Example.3. Find the polar line of \(\frac{x-1}{2}=\frac{y-2}{3}=\frac{z-3}{4}\) …..(1) w.r.t. the sphere x² + y² + z² = 16 …..(2)

Solution. Any point P on (1) is (2r + 1, 3r + 2, 4r + 3) say. polar plane of P w.r.t. (2) is

x(2r + 1) + y(3r + 2) + z(4r + 3) = 16

i.e. (x + 2y + 3z – 16) + r(2x + 3y + 4z) = 0

∴ For all values of r, the polar plane passes through the line

2x + 3y + 4z = 0 = x + 2y + 3z – 16, which is the required polar line.

Example.4. Find the locus of points whose polar planes w.r.t. the sphere x² + y² + z² = a² touch the sphere (x – α)² + (y – β)² + z² = r².

Solution.

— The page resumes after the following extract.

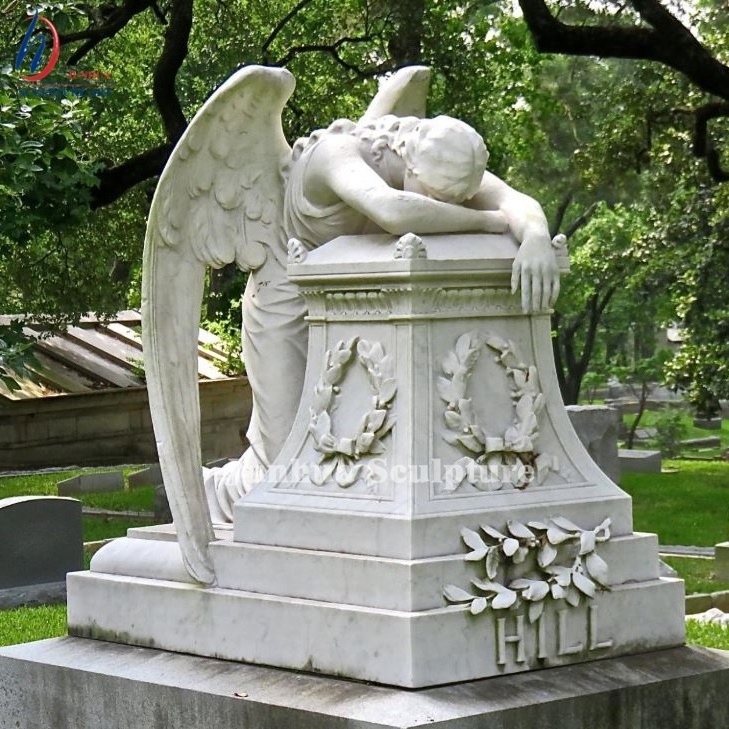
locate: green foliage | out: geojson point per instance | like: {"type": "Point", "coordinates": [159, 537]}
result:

Let P = (x₁, y₁, z₁). The polar plane of P w.r.t. x² + y² + z² = a² is

xx₁ + yy₁ + zz₁ – a² = 0

centre and radius of the sphere

(x – α)² + (y – β)² + z² = r² are (α, β, 0) and r.

(1) touches the sphere (x – α)² + (y – β)² + z² = r²

⇒ distance of (α, β, 0) from (1) = r

⇒ \(\left|\frac{\alpha x_1+\beta y_1+0 . z_1-a^2}{\sqrt{x_1^2+y_1^2+z_1^2}}\right|=r\)

⇒ \(\left(\alpha x_1+\beta y_1-a^2\right)^2=r^2\left(x_1^2+y_1^2+z_1^2\right)\)

∴ The locus of P is \(\left(\alpha x+\beta y-a^2\right)^2=r^2\left(x^2+y^2+z^2\right)\).